In light of quantitative and qualitative studies, sleep disturbance is linked to demoralization. For instance, Clarke et al. (19), who conducted 30-min interviews with 49 hospitalized patients aged 21 and 83 years with medical illnesses, found that ‘not being able to sleep’ due to discomfort or pain related to their illness was one of the described domains related to demoralization. One study found that early insomnia was positively correlated with demoralization (P < 0.05) in a sample of 288 patients with acute coronary syndrome, meaning that the earlier insomnia occurred, the greater the level of demoralization was (20). Similarly, Chang et al. (21) investigated 121 breast cancer patients and found that demoralization was significantly associated with sleep disturbance, including daytime dysfunction, sleep latency, and subjective sleep quality, but sleep disturbance was not a significant predictor of demoralization in regression analyses. The prevalence of insomnia was 63.73% in hemodialysis patients, and insomnia is one of the most commonly reported symptoms among them (22). The above contradictory results about the relationship between sleep disturbance and demoralization are worth empirically clarifying to establish more effective methods for targeted interventions for hemodialysis patients.

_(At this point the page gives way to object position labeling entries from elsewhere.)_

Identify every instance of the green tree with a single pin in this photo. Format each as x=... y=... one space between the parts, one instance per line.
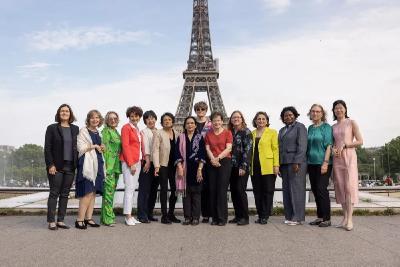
x=28 y=163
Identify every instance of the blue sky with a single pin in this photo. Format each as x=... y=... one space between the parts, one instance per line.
x=273 y=53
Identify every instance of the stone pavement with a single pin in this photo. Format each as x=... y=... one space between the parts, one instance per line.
x=39 y=201
x=375 y=241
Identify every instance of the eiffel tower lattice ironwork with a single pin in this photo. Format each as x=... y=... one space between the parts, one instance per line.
x=202 y=71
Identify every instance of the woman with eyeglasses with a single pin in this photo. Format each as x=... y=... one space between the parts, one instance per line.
x=241 y=153
x=204 y=125
x=265 y=165
x=218 y=147
x=293 y=165
x=91 y=169
x=190 y=159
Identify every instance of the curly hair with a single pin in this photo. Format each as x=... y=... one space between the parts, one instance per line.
x=107 y=117
x=135 y=110
x=216 y=114
x=200 y=104
x=167 y=114
x=254 y=122
x=230 y=124
x=291 y=109
x=337 y=102
x=71 y=114
x=91 y=114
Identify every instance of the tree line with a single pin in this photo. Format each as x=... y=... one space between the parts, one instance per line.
x=27 y=163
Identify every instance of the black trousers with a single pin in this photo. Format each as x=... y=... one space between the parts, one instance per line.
x=167 y=174
x=192 y=202
x=145 y=183
x=153 y=195
x=60 y=185
x=238 y=186
x=218 y=186
x=319 y=186
x=263 y=190
x=205 y=195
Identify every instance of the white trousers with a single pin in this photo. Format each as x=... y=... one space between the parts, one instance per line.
x=131 y=182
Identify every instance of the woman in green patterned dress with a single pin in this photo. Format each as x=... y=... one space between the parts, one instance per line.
x=112 y=142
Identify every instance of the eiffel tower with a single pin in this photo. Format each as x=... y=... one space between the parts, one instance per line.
x=202 y=71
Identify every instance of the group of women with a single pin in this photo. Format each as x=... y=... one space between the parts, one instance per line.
x=200 y=164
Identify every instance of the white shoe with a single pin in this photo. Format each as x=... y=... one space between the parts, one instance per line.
x=129 y=222
x=135 y=221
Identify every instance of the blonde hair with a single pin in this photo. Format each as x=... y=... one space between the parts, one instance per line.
x=90 y=115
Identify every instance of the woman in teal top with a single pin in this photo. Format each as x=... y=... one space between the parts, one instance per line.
x=112 y=142
x=319 y=163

There is increasing evidence of the relationship among perceived stress, sleep disturbance, and demoralization; however, the mechanism of sleep disturbance has not been fully evaluated. Sleep disturbance, as a mediator variable, was described in self-regulatory resource theory and the three previous studies (23–26). For instance, Ben et al. (24) investigated 579 smokers and nonsmokers and found sleep disturbance as a mediator between early life adversities and depression. Similarly, Guo et al. (26) found that sleep disturbance significantly mediated the relationship between problematic internet use and suicidal behavior in a sample of 20,895 students. The model with the assumption in this study is shown below (Figure 1). According to the model, we explored the relationships among perceived stress, sleep disturbance, and demoralization, with the results showing that perceived stress influences demoralization though its effects on sleep disturbance. However, the impact of sleep disturbance on enhancing the relationship between perceived stress and demoralization has received little attention, and few studies have explored the relationships and mechanisms among the three variables in hemodialysis patients.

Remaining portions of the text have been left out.